Lulu is Swahili for precious, protected, and containing great value or worth. Yes, Lord! May these girls live under the conviction that they are precious, protected and contain GREAT value and worth in the eyes of Jesus. They have dignity. And hope. And a future that is good.

It is the desire of Isaac and Esther that God redeems and delivers people in this town. What better way to answer that prayer than by using young women?

So, why am I telling you all this? For one, to pray. I have so many thoughts about this trip in my head and I am going to try my hardest and post some prayer requests before we leave on Wednesday, but also, for support. The Lord has provided above and beyond for the eight of us to go on this trip, but now we’d love to see how God provides financially for these girls as they move into this new season of life. It would be naïve of us to think that just because the home has been built, that there are no more needs.
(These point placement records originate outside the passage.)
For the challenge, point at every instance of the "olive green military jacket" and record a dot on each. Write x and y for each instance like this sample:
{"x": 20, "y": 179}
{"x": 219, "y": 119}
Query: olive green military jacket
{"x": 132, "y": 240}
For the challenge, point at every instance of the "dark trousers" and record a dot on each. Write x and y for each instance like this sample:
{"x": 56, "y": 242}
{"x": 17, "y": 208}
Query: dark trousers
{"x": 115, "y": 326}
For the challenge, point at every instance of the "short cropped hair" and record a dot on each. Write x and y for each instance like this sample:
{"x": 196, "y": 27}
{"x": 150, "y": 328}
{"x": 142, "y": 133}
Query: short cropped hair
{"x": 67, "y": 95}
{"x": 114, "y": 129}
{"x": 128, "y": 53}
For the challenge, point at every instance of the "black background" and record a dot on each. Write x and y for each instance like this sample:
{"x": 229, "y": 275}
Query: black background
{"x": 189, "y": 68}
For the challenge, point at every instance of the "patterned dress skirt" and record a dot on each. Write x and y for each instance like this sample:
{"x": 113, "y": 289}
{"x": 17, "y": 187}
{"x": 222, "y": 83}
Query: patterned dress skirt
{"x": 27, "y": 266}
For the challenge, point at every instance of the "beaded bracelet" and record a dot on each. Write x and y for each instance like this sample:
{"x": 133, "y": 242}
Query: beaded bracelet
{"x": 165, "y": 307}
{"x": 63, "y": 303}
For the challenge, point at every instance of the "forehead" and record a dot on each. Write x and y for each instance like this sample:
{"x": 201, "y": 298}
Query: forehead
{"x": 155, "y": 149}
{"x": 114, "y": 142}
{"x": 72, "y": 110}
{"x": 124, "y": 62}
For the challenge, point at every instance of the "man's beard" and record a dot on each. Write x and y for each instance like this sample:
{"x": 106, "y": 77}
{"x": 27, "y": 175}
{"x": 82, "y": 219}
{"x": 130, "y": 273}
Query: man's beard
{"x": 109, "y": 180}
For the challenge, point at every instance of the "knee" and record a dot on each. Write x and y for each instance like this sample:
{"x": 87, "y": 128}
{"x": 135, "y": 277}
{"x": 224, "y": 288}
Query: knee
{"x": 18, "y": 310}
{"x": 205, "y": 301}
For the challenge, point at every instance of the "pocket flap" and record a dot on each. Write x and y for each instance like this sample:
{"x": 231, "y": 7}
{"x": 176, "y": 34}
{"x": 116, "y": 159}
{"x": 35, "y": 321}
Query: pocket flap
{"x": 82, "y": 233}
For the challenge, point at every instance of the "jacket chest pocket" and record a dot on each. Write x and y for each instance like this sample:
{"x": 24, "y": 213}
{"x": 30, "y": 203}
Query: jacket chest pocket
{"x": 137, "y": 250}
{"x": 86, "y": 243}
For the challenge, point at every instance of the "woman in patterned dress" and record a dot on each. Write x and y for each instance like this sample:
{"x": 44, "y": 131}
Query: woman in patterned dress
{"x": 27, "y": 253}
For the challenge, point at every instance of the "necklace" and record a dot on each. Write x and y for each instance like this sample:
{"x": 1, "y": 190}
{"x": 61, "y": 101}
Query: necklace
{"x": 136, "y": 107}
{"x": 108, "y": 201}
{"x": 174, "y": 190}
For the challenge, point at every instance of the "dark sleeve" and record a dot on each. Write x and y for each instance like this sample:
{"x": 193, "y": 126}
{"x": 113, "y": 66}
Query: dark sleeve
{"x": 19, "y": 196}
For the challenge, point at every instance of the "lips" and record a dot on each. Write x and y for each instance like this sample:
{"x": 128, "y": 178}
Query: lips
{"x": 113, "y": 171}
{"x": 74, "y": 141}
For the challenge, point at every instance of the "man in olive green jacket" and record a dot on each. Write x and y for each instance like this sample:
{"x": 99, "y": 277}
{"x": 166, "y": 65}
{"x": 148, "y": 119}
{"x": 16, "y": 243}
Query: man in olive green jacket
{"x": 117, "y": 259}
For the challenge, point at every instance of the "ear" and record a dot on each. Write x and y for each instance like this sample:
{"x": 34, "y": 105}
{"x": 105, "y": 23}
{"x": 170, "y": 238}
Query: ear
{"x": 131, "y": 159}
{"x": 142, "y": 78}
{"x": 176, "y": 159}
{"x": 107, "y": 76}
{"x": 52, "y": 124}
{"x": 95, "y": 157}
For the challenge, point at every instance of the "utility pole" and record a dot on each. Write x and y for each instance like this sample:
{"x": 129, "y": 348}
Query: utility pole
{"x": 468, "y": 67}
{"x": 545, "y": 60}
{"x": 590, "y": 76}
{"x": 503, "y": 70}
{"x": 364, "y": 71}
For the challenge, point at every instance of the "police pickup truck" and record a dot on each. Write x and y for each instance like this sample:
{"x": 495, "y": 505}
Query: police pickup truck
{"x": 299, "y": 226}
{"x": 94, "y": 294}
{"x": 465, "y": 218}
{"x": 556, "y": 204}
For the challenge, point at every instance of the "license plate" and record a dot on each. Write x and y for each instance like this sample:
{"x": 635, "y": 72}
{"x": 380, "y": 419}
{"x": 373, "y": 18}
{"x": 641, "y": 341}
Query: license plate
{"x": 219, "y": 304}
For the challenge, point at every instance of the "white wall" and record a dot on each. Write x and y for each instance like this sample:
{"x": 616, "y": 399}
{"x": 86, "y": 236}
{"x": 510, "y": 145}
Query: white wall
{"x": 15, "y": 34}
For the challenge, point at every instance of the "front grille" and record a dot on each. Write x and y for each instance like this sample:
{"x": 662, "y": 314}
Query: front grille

Each of us has a responsibility in the Great Commission to either go, give or pray; so my desire is that each of us consider what is the Lord wants us to do, of course, not out of obligation but out of a generous heart.

To give initially, you can click here.

Over the next week I will be blogging, hopefully daily, about our trip in hopes to represent both these precious girls and His Voice Global well. In those blogs I’ll share more needs and specific ways you can give. YOU, yes you, get to be a part of this story as well. And for that, we are so grateful.